The point I want to make is that if you are reading this blog post and trying to follow along and things don’t make sense or don’t work, don’t worry. You’ll figure it out eventually, this is just the process of learning something that is actually quite challenging to pick up.

Acknowledgements

To write this blog post I used R (R Core Team 2021), RMarkdown (Allaire et al. 2021), knitr (Xie 2014), and tidyverse (Wickham et al. 2019).

References

Hey look, here’s a reference list that was generated automatically thanks to RMarkdown!

Allaire, J, Xie, Y, McPherson, J, Luraschi, J, Ushey, K, Atkins, A, Wickham, H, Cheng, J, Chang, W & Iannone, R 2021, Rmarkdown: Dynamic documents for r, accessed from <https://github.com/rstudio/rmarkdown>.

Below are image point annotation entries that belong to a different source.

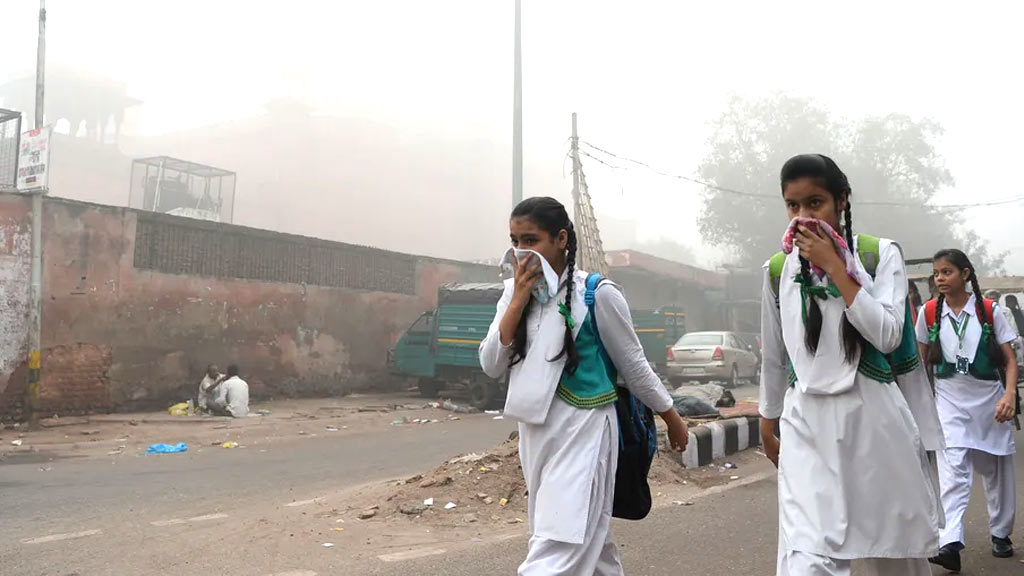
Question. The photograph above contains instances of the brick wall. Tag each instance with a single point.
(136, 304)
(15, 268)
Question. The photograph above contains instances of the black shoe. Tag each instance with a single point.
(1003, 547)
(948, 557)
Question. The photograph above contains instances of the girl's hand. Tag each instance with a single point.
(818, 248)
(679, 435)
(1007, 408)
(769, 441)
(527, 271)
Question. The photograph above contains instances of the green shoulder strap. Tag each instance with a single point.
(775, 272)
(867, 251)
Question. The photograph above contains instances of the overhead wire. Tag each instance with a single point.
(766, 196)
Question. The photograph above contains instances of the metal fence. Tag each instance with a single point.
(10, 134)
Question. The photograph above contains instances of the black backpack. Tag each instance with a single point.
(637, 436)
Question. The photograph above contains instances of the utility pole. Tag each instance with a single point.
(590, 250)
(517, 112)
(35, 335)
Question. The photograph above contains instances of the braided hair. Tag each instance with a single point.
(827, 175)
(550, 215)
(961, 261)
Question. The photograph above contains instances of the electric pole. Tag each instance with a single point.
(517, 112)
(35, 334)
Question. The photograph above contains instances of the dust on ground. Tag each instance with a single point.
(116, 436)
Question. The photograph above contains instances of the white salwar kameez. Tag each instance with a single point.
(975, 442)
(853, 477)
(569, 454)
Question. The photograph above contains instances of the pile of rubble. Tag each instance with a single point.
(468, 489)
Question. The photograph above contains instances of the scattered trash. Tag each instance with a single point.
(453, 407)
(179, 409)
(413, 508)
(471, 457)
(167, 448)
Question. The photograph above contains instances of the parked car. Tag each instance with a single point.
(707, 357)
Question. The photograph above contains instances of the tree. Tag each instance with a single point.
(891, 161)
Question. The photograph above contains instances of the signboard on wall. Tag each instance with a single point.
(34, 161)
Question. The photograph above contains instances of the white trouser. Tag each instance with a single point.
(804, 564)
(597, 556)
(956, 467)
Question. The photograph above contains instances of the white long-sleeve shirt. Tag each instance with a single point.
(534, 380)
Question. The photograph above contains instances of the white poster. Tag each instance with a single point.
(34, 160)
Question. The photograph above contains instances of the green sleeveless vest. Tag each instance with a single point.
(873, 364)
(593, 384)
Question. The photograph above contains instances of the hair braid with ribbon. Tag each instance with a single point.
(568, 348)
(827, 175)
(550, 215)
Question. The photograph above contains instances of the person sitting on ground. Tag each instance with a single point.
(232, 396)
(208, 386)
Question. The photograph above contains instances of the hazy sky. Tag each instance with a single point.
(645, 77)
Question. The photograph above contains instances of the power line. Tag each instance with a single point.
(766, 196)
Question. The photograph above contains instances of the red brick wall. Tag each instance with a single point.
(132, 326)
(15, 262)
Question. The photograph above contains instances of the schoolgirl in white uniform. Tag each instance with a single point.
(853, 476)
(562, 396)
(966, 341)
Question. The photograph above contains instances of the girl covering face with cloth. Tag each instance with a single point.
(562, 396)
(966, 341)
(853, 476)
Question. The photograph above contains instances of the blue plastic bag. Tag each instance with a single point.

Eaton, S, Harrap, B, Downey, L, Thien, K, Bowtell, M, Bardell-Williams, M, Ratheesh, A, McGorry, P & O’Donoghue, B 2019, “Incidence of treated first episode psychosis from an australian early intervention service and its association with neighbourhood characteristics,” Schizophrenia Research, vol. 209, pp. 206–211.

R Core Team 2021, R: A language and environment for statistical computing, R Foundation for Statistical Computing, Vienna, Austria, accessed from <https://www.R-project.org/>.

Wickham, H, Averick, M, Bryan, J, Chang, W, McGowan, LD, François, R, Grolemund, G, Hayes, A, Henry, L, Hester, J, Kuhn, M, Pedersen, TL, Miller, E, Bache, SM, Müller, K, Ooms, J, Robinson, D, Seidel, DP, Spinu, V, Takahashi, K, Vaughan, D, Wilke, C, Woo, K & Yutani, H 2019, “Welcome to the tidyverse,” Journal of Open Source Software, vol. 4, no. 43, p. 1686.

Xie, Y 2014, “Knitr: A comprehensive tool for reproducible research in R,” in V Stodden, F Leisch, & RD Peng (eds), Implementing reproducible computational research, Chapman; Hall/CRC.